The key figures we track with customers are different:
- Time until actual security incidents are detected (not just alerts)
- How quickly you can contain problems and recover from them
- Percentage of your attack surface that is actually monitored
- Employee security awareness (measured by phishing simulation results, not by training completion rates)
Because at the end of the day, the best security program is the one that prevents incidents. Not the one with the biggest budget or the fanciest dashboard.
Make the case for what you really need
We understand. Sometimes you know exactly what you need, but convincing management is the hard part.
The key is to translate security risks into business language. Not “we need better endpoint detection and response capabilities,” but rather “without this investment, we face a 40% chance of a business-disrupting incident in the next 18 months, based on what we see at similar companies in our industry.”
Show them the math. The cost of prevention versus the cost of dealing with an incident. Consider not only the direct costs (incident response, regulatory penalties, system recovery), but also the indirect costs (lost productivity, customer churn, delayed product launches).
In most cases, when management sees the actual figures, they realize that cutting security spending is actually the more expensive option.
The conclusion (because someone always asks)
Can you optimize security spending while remaining resilient? Absolutely.

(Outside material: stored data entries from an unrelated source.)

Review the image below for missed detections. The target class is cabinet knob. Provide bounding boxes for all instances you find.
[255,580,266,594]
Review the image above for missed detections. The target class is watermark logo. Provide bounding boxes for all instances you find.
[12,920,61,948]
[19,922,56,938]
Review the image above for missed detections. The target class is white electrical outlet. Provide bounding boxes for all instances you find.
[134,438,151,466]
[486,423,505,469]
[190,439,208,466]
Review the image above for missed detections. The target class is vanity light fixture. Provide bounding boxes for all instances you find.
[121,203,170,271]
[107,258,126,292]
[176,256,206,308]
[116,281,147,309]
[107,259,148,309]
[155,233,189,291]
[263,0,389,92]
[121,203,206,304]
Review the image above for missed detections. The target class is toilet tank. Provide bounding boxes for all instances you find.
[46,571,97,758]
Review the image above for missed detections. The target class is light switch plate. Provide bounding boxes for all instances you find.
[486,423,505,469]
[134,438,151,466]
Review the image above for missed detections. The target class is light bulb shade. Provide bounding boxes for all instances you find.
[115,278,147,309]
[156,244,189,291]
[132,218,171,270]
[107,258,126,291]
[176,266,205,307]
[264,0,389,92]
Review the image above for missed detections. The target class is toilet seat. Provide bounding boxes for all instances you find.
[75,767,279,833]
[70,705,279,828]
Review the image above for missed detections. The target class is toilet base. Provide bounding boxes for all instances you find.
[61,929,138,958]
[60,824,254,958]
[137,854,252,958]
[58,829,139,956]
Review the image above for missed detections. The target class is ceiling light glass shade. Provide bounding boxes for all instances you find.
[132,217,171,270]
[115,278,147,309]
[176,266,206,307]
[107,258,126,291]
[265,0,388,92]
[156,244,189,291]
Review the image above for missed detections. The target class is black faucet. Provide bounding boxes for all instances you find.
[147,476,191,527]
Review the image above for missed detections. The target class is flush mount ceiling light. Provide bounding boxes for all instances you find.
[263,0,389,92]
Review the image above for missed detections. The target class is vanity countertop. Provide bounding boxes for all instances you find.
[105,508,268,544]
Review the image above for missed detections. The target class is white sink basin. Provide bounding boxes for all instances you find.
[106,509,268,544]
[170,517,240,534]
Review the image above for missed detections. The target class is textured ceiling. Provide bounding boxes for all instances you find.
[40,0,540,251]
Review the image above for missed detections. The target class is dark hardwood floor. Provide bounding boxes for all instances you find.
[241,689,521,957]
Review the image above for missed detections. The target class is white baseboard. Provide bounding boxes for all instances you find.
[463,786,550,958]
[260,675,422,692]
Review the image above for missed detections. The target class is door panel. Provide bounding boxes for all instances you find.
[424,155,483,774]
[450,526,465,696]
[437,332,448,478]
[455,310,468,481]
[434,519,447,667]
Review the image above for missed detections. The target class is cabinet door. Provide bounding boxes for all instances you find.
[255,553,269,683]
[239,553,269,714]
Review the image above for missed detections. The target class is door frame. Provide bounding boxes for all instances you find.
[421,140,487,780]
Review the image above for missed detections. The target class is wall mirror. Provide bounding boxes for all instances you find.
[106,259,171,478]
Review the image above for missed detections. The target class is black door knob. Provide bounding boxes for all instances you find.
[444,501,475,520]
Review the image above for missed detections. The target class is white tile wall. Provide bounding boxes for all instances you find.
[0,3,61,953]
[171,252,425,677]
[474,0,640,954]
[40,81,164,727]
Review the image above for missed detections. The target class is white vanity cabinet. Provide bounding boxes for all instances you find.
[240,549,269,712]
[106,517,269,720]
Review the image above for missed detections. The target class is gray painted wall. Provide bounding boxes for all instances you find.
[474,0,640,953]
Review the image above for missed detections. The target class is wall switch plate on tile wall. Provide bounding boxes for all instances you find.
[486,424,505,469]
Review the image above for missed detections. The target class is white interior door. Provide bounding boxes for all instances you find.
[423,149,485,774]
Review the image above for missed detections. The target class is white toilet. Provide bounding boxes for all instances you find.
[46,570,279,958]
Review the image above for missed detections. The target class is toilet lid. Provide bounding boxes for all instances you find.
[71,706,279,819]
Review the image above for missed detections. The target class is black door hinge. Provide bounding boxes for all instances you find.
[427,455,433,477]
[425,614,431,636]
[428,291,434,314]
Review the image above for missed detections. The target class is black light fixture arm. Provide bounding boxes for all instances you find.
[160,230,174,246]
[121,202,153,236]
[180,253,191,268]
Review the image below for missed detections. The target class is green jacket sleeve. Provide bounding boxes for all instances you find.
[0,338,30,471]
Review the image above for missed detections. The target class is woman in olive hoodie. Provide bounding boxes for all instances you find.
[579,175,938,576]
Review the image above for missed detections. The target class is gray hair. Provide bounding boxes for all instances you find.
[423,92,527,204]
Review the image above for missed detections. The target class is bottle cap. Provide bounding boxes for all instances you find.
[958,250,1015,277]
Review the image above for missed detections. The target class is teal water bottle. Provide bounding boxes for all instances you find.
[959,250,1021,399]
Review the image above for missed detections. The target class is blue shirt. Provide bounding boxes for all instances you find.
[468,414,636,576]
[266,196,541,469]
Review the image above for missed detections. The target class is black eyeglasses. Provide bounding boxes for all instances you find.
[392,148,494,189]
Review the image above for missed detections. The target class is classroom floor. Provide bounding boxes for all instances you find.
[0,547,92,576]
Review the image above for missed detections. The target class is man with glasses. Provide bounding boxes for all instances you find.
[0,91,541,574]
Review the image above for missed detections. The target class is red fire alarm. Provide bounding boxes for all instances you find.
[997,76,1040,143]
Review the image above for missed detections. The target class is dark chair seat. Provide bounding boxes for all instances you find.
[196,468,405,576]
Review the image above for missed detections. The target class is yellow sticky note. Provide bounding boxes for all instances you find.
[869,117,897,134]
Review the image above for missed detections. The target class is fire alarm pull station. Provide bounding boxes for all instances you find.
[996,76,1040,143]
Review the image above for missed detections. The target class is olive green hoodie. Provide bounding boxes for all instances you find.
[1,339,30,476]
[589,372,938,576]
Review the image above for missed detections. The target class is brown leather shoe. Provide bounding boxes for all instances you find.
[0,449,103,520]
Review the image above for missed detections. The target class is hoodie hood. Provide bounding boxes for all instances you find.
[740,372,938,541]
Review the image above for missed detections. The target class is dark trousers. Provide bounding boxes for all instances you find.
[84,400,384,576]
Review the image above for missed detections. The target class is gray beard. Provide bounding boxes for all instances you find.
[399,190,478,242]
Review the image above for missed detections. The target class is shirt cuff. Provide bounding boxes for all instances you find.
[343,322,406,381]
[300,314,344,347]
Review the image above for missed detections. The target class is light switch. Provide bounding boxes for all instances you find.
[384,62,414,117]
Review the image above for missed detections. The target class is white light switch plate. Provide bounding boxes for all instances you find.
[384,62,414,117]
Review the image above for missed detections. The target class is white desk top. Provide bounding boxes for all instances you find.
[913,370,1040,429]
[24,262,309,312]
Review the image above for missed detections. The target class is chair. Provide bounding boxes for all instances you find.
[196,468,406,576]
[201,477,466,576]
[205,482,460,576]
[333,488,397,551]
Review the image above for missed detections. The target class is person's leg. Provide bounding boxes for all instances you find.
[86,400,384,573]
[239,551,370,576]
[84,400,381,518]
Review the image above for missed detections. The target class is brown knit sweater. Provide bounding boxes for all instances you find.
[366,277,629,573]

Will it require some difficult decisions and creative thinking? Definitely.
Should you panic and cut everything when budgets are tight? No. That will only result in you spending much more money to deal with the inevitable incident.
The companies we work with that handle this well all do the same thing: they are very clear about what they are protecting, who they are protecting it from, and what “good enough” looks like for their specific situation.
Then they build security programs that fit their budget, not the other way around.
And honestly? Sometimes these “good enough” programs are more effective than the gold-plated solutions they replaced. Because they are designed for reality, not for a perfect world where budget constraints don't exist.
If you are having this conversation in your company right now... you are not alone. And it is definitely solvable. Just don't try to solve it by pretending the threats aren't real.